Quando seu melhor amigo (interpretado por David
Bradley, conhecido como o zelador da Saga “Harry Potter”) e sua esposa morrem
com poucos dias de diferença (ele, devido a um brutal ataque de gangues
locais), algo dentro de Harry parece liberar seu implacável instinto
justiceiro: Não obstante as limitações físicas óbvias e aparentes, ele irá
mover uma vingança metódica e irreprimível contra os criminosos de sua
vizinhança.
Ele inicia sua cruzada dando cabo de dois
ameaçadores traficantes da região (um deles interpretado por Sean Harris, vilão
de “Missão Impossível-Nação Secreta”) para então valer-se de seu arsenal –e em
meio à todas as cenas tensas e explosivas que se seguem, o diretor Daniel
Barber não deixa de salientar a fragilidade de seu protagonista.

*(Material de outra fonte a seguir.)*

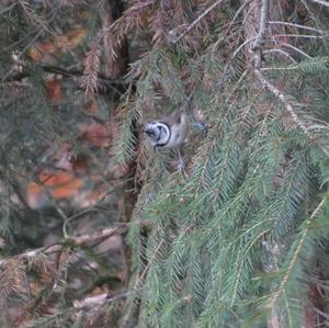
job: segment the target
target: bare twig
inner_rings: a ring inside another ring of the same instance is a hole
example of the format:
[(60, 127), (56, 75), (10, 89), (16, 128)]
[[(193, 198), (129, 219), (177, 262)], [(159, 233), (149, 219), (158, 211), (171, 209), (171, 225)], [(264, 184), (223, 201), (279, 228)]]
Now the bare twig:
[(272, 53), (277, 53), (277, 54), (281, 54), (283, 55), (284, 57), (288, 58), (291, 61), (293, 61), (294, 64), (297, 64), (297, 61), (286, 52), (284, 52), (283, 49), (268, 49), (268, 50), (264, 50), (263, 54), (266, 55), (266, 54), (272, 54)]
[(317, 4), (321, 4), (325, 5), (327, 8), (329, 8), (329, 2), (325, 1), (325, 0), (311, 0), (313, 2), (316, 2)]
[(268, 24), (274, 24), (274, 25), (279, 24), (279, 25), (284, 25), (284, 26), (291, 26), (291, 27), (297, 27), (297, 29), (303, 29), (303, 30), (307, 30), (307, 31), (313, 31), (313, 32), (317, 32), (320, 34), (327, 34), (326, 31), (324, 31), (324, 30), (319, 30), (319, 29), (315, 29), (315, 27), (310, 27), (310, 26), (304, 26), (304, 25), (290, 23), (290, 22), (269, 21)]
[[(226, 0), (217, 0), (214, 2), (209, 8), (207, 8), (200, 16), (197, 16), (190, 25), (189, 27), (180, 34), (178, 37), (174, 38), (173, 43), (177, 44), (182, 37), (184, 37), (191, 30), (195, 27), (200, 23), (200, 21), (205, 18), (212, 10), (214, 10), (217, 5), (222, 4)], [(170, 31), (169, 34), (173, 34), (173, 31)]]
[[(147, 225), (147, 223), (141, 223), (141, 225)], [(105, 228), (103, 230), (97, 231), (97, 233), (91, 233), (78, 237), (73, 237), (70, 239), (64, 239), (61, 242), (50, 245), (48, 247), (41, 247), (34, 250), (25, 251), (23, 253), (20, 253), (15, 257), (21, 257), (21, 258), (33, 258), (37, 255), (52, 255), (55, 252), (59, 252), (65, 248), (65, 245), (69, 242), (69, 245), (73, 247), (79, 247), (82, 246), (87, 242), (92, 242), (92, 241), (99, 241), (99, 240), (104, 240), (106, 238), (110, 238), (114, 235), (122, 235), (125, 234), (128, 230), (129, 223), (121, 223), (117, 227), (115, 228)], [(10, 258), (12, 259), (12, 258)], [(9, 260), (10, 260), (9, 259)], [(0, 260), (0, 265), (4, 264), (8, 260)]]
[[(272, 84), (270, 81), (268, 81), (261, 71), (262, 58), (261, 58), (261, 48), (259, 48), (259, 47), (262, 44), (262, 39), (263, 39), (265, 27), (266, 27), (268, 1), (269, 0), (262, 0), (262, 8), (260, 11), (259, 33), (258, 33), (257, 39), (254, 42), (254, 46), (252, 48), (254, 75), (263, 87), (265, 87), (270, 92), (272, 92), (276, 98), (279, 98), (281, 100), (281, 102), (285, 106), (286, 111), (288, 112), (288, 114), (291, 115), (293, 121), (306, 134), (306, 136), (311, 142), (315, 142), (317, 138), (311, 133), (311, 127), (308, 126), (306, 123), (304, 123), (298, 117), (298, 115), (296, 114), (291, 102), (287, 100), (286, 95), (282, 91), (280, 91), (274, 84)], [(329, 149), (327, 149), (327, 147), (325, 147), (325, 145), (321, 145), (318, 143), (318, 146), (324, 151), (324, 154), (326, 154), (326, 156), (329, 156)]]
[(75, 301), (73, 302), (73, 307), (77, 309), (82, 309), (86, 307), (92, 307), (92, 306), (98, 306), (98, 305), (102, 305), (102, 304), (107, 304), (111, 302), (115, 302), (116, 299), (123, 298), (128, 296), (129, 293), (122, 293), (122, 294), (117, 294), (113, 297), (110, 297), (110, 295), (107, 293), (103, 293), (97, 296), (90, 296), (90, 297), (86, 297), (81, 301)]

Paralelo a isso, uma engajada investigadora
(Emily Mortimer) começa a reunir indícios sobre a matança indiscriminada de
bandidos que, a despeito da incredulidade de seus superiores, começam a apontar
para o inocente velhinho sujeito a ataques de enfisema.
Competente e envolvente, curiosamente irônico
para com as expectativas de seu próprio público e bastante notável justamente
por isso, “Harry Brown” tem o mérito não só de ser um dos mais sensacionais e
válidos estudos sobre a justiça com as próprias mãos, como também de colocar no
centro do espetáculo um ator fenomenal do calibre de Michael Caine, normalmente
desperdiçado em participações coadjuvantes.